Discussion Intel current and future Lakes & Rapids thread

Page 498 - Seeking answers? Join the AnandTech community: where nearly half-a-million members share solutions and discuss the latest tech.

itsmydamnation

Diamond Member
Feb 6, 2011
3,044
3,831
136
We already knew everything that Intel announced today. It is just that a lot of people did not believe the rumors/leaks. I remember getting yelled at for saying that gracemont would be faster than skylake…
faster per clock, it wont be faster :)
clock power scaling of gracemont will be very interesting ,
Did i see 3 cycle L1 latency ? thats gotta put a lid on clocks.
 

gdansk

Diamond Member
Feb 8, 2011
4,205
7,049
136
Actually, he said they cancelled 10 nm. So all 10 nm products. He even admitted he was wrong
Really, well in that case I'll take his word for it. I've been arguing for years he was right (enough) on the basis that their 10nm products were cancelled or appeared on improved processes. But from Intel's eyes it is all 1274.
 

jpiniero

Lifer
Oct 1, 2010
16,491
6,983
136
Really, well in that case I'll take his word for it. I've been arguing for years he was right (enough) on the basis that their 10nm products were cancelled or appeared on improved processes. But from Intel's eyes it is all 1274.

What happened is that Intel shut down nearly all of the 10 nm production lines. But not all. If Intel had not also botched 7 nm it's possible that 10 nm would be gone by now.
 

majord

Senior member
Jul 26, 2015
509
710
136
The Golden Cove performance improvement/architectural changes I expected. If true, the Gracemont power/performance compared to Skylake is kind of mind blowing. ST Gracemont is basically faster, more power efficient, and much smaller than Skylake. This begs the question as to why we even need the Golden Cove cores?

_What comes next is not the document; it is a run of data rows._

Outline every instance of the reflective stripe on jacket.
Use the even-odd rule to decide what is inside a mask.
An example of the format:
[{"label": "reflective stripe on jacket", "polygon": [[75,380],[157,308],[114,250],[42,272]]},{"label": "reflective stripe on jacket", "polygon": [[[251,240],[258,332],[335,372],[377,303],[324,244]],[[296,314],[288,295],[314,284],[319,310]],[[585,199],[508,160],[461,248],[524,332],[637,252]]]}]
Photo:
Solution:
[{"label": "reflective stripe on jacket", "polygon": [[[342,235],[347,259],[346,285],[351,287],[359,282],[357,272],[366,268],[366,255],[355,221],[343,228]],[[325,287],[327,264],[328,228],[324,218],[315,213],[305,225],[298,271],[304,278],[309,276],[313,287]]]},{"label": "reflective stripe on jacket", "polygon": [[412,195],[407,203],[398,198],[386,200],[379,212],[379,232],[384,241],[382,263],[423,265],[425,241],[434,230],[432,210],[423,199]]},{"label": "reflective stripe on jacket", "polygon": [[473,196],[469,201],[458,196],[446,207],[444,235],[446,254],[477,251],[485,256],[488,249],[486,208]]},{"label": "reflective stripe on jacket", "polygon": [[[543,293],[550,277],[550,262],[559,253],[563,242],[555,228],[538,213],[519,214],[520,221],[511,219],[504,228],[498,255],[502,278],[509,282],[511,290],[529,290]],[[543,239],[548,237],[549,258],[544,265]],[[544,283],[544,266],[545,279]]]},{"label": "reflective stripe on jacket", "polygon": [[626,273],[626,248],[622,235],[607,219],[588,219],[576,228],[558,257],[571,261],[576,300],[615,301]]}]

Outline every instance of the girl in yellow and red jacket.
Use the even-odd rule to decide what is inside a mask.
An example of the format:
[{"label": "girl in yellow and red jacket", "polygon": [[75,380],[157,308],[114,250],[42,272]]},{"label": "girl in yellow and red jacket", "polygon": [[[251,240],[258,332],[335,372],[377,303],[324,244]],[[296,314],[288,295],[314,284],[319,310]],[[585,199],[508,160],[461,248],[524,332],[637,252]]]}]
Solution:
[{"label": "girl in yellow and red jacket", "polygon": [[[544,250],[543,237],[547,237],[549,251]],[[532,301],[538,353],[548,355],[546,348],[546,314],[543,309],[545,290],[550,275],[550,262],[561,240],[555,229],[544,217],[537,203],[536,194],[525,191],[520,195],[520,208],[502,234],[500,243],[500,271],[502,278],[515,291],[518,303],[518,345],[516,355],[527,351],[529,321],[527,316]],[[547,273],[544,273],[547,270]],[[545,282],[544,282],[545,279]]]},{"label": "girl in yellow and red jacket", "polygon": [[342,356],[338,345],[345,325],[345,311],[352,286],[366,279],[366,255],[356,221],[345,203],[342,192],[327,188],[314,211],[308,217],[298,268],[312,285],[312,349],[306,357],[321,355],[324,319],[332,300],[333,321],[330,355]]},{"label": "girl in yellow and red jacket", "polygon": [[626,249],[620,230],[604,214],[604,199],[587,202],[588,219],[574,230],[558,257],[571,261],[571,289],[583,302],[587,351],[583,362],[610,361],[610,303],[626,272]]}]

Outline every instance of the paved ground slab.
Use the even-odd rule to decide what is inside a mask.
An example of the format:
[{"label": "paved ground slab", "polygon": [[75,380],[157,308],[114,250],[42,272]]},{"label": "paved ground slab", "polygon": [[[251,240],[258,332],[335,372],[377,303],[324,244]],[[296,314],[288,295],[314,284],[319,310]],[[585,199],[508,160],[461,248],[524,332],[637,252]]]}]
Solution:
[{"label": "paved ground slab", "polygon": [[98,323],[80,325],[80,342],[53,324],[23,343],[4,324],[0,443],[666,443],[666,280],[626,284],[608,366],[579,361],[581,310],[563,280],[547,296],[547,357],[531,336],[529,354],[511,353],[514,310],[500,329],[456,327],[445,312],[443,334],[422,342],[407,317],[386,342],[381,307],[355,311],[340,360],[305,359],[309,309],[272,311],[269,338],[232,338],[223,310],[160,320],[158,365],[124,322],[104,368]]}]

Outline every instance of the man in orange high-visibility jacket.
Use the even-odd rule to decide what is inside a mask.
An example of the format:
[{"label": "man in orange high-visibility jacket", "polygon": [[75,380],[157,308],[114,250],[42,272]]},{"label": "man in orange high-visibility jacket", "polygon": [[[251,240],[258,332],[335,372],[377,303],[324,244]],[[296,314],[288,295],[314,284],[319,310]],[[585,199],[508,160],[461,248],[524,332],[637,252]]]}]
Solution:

After thinking about it a bit I believe the reason stems from the fact that ultimately ST performance is still very important. There are many apps, like Handbrake that don't scale well beyond 8 cores. Throwing 40 Gracemont cores at that app in the same die space as Alder Lake won't show the same performance as 8+8 ADL. Partly because of the higher clocks of Golden Cove, the higher inherent IPC, and as I wrote above, there are still quite a few apps that don't handle high core counts in a linear fashion performance-wise.

Starting to get just a little more excited about ADL...

Yes , I think you've answered your own question. In summary , so it doesn't get slaughtered by the competiton in per core peak performance .
 

IntelUser2000

Elite Member
Oct 14, 2003
8,686
3,787
136
Your point still stands but the gains in the big cores are not simply additive. The real gain is 1.18 x 1.19 or 40%. So GC is 33% faster than Gracemont. Problem with Gracemont is that it lacks hyperthreading and cant clock as high as the big cores.

I didn't add, which means you didn't compute the numbers.

(1.18 x 1.19) / 1.07 = 1.31

Addition results in 1.3. Also, Gracemont is 7-8% faster than Skylake.

Also, papers regarding architecture often just adds percentages, and it comes out to be surprisingly accurate because performance doesn't scale linearly with clock and the addition instead of multiplication seems to approximate gains pretty well.

faster per clock, it wont be faster :)
clock power scaling of gracemont will be very interesting ,
Did i see 3 cycle L1 latency ? thats gotta put a lid on clocks.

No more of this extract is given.